Resuming development of Synthetic Registers (really long)

[Date Prev][Date Next][Thread Prev][Thread Next][Date Index][Thread Index]

 



*Back to Synthetic Registers*

This is a request for guidance and assistance in implementing an unusual performance approach using Synthetic Registers.

I am modifying the x86-32 backend of GCC to add Synthetic Registers. If I am mistaken, this is a big waste of time. If I am correct, (meaning "really, really lucky") then this may provide a significant increase in speed for executables. Long ago, I found a description on the internet of someone else who tried this on a different compiler, and achieved speed-ups. Some increases were 148%. Unfortunately, I have not been able to rediscover that description.

Synthetic Registers are memory locations that are treated, and described to the compiler, as registers.

Each Synthetic Register is a Word of memory, defined to the compiler as a register. If my readings in machine architecture are correct, then for modern machines, L1 cache access is as fast as register access. Because the Synthetic Registers will be frequently accessed, they will remain in L1 cache, and give register-like performance. The compiler is "told" that the Synthetic Registers must be accessed with their own instructions.

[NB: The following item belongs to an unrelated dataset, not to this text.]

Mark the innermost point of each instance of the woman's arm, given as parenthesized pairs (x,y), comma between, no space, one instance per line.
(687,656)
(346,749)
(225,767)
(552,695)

In reality, those special instructions are mostly-specified "modrm" instructions. I am using "modrm" instructions to minimize instruction length and to decrease complexity.

The concept was first proposed by Lal George, one of the creators of the IRC (Iterated Register Coalescing) algorithm for color-graphing. Quoting Mr. George, from the synopsis [bolding by me]

   “Thus, for the x86, the conceptual model of the architecture has
   been extended with a set of memory locations that are treated as
   registers. The net effect is one where temporaries are computed into
   memory locations and passed as arguments to functions. *The use of
   these memory locations managed in this way can be as fast as using
   registers, where the register allocation algorithm is indirectly
   taking the hardware register renaming mechanism into account*.”


SMLNJ: Intel x86 back end Compiler Controlled Memory (1999)
Lal George

Conceptually, Synthetic Registers are similar to actual registers, with many of the same characteristics. Clearly, this cannot include basing or indexing, because of the addressing modes on the x86 architecture.

Synthetic Registers are not "virtual", because they are not a simulation of a register, using a lot of instructions to perform a simple operation.

Synthetic Registers are not "pseudo" because they are not temporary or symbolic representations of real registers. Once implemented, they are every bit as real as the “real” registers.

Because of the x86 architecture, they may be used with many of the same instructions for "real" registers, with the same results. Because of the narrow way they are defined, they will operate as fast as "real" registers.

These days, with register-renaming, even the real registers themselves are somewhat ephemeral.

Synthetic Registers are an imperfect answer. They are limited to binary-type instructions. They cannot be used as base or index registers. They cannot be directly copied to memory.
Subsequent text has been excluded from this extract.